As Myanmar’s military celebrated the annual Armed Forces Day holiday with a parade in the country’s capital, soldiers and police elsewhere reportedly killed dozens of people as they suppressed protests in the deadliest bloodletting since last month’s coup.
The online news site Myanmar Now reported late Saturday that the death toll had reached 114. A count issued by an independent researcher in Yangon who has been compiling near-real-time death tolls put the total at 107, spread over more than two dozen cities and towns. Both numbers are higher than all estimates for the previous high on March 14, which ranged in counts from 74 to 90. More than 260 people have been killed in the recent crackdown, according to activist groups
“This 76th Myanmar armed forces day will stay engraved as a day of terror and dishonor,” the European Union’s delegation to Myanmar said on Twitter. “The killing of unarmed civilians, including children, are indefensible acts.”

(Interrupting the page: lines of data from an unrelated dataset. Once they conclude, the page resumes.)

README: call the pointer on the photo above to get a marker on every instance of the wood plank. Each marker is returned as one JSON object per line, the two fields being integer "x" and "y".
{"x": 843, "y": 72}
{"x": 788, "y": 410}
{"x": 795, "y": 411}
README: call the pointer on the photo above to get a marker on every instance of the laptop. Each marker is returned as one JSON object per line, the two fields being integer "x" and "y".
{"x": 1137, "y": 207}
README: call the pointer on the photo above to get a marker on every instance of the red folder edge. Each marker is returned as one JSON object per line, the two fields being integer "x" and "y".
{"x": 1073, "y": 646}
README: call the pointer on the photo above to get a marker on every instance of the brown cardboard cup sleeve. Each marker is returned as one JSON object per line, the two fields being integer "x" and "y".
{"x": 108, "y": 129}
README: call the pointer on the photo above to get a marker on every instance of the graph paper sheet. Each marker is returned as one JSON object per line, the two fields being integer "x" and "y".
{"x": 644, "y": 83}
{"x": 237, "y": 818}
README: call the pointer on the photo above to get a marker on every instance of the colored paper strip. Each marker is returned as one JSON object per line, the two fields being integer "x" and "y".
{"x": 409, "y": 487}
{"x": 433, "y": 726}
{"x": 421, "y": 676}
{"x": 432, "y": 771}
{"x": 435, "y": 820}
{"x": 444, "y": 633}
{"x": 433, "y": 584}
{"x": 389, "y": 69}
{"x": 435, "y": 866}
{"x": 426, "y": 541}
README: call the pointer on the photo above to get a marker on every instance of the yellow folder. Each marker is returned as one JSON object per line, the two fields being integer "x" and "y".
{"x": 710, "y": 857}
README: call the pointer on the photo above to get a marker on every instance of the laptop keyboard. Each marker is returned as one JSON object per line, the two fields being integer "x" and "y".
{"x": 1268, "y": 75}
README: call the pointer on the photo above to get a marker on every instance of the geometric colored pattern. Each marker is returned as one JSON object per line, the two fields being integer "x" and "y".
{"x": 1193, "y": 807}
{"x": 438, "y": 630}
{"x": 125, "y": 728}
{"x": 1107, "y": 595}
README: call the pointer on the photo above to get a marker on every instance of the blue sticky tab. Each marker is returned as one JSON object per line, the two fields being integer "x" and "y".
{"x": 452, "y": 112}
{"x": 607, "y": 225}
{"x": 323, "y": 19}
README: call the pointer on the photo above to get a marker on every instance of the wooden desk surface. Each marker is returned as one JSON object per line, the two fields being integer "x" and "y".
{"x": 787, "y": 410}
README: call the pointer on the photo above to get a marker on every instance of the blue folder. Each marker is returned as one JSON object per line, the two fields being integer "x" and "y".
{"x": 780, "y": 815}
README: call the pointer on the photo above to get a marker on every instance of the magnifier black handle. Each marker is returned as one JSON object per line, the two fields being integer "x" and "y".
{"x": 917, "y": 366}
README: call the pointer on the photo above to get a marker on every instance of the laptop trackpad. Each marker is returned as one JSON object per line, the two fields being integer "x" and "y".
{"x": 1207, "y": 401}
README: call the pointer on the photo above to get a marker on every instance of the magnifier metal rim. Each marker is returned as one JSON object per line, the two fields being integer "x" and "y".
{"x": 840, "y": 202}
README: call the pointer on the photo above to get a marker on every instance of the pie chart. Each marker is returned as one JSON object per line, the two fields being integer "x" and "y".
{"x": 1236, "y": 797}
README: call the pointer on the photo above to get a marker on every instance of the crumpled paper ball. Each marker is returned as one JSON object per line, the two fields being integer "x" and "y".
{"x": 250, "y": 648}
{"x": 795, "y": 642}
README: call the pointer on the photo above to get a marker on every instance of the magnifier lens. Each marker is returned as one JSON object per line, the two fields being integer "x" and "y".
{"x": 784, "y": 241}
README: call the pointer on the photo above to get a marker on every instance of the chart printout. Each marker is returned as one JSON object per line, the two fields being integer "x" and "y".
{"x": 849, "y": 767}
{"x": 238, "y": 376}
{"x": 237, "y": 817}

Is Myanmar quickly descending into a deeper “hot” civil war that could have far-reaching implications, not only regionally but on the larger geopolitical stage with China and the U.S.?
Here is a brief report on events on the ground in Myanmar.
In his speech Saturday, Min Aung Hlaing used the occasion to try to justify the overthrow of Suu Kyi’s government, accusing it of failing to investigate irregularities in last November’s general election and repeating that his government would hold “a free and fair election” and hand over power afterward. The military has claimed there were irregularities in the voting rolls for the last election, which Suu Kyi’s National League for Democracy party won in a landslide.
The junta detained Suu Kyi on the day it took power and continues to hold her on minor criminal charges while investigating allegations of corruption against her that her supporters dismiss as politically motivated. Phil Robertson, deputy Asia director for New York-based Human Rights Watch, said Saturday’s events showed that the military, known in Myanmar as the Tatmadaw, should be prosecuted in international courts of law. International organizations have widely accused Tatmadaw of human rights offenses, including ethnic cleansing. Aung San Suu Kyi’s has also got in hot water over ethnic comments about Muslims.
Ten ethnic armed groups who had previously agreed to cease-fire talks with the Tatmadaw in a bid to end decades of hostilities opted to break that deal. These groups are among the ethnic rebels that have an estimated 100,000 armed troops in their ranks. The Tatmadaw is believed to number 350,000, making it Southeast Asia’s second-largest armed force. The Karen and Tatmadaw conflict has been described as the world’s “longest-running civil wars.” Around 20% of the Karen are Christian, whereas 75% are Buddhists. Read more on Myanmar’s ethnic challenges here.
Since then, these insurgent groups from the Karen, the Shan, and the Kachin have become emboldened in their anti-junta positions. The armed wing of the Karen National Union (KNU) recently cut the food supply lines to feed soldiers deployed near the Thai-Myanmar border, according to media reports. Elsewhere, according to local sources, the armed wing of the Kachin, active close to the Myanmar-China border, launched fresh strikes against military positions this month. Last Sunday, a battalion of the Kachin Independence Army mounted dawn attacks on three Tatamadaw-held bases. The KNU has already condemned the coup and no longer recognizes the Tatmadaw as a legitimate actor.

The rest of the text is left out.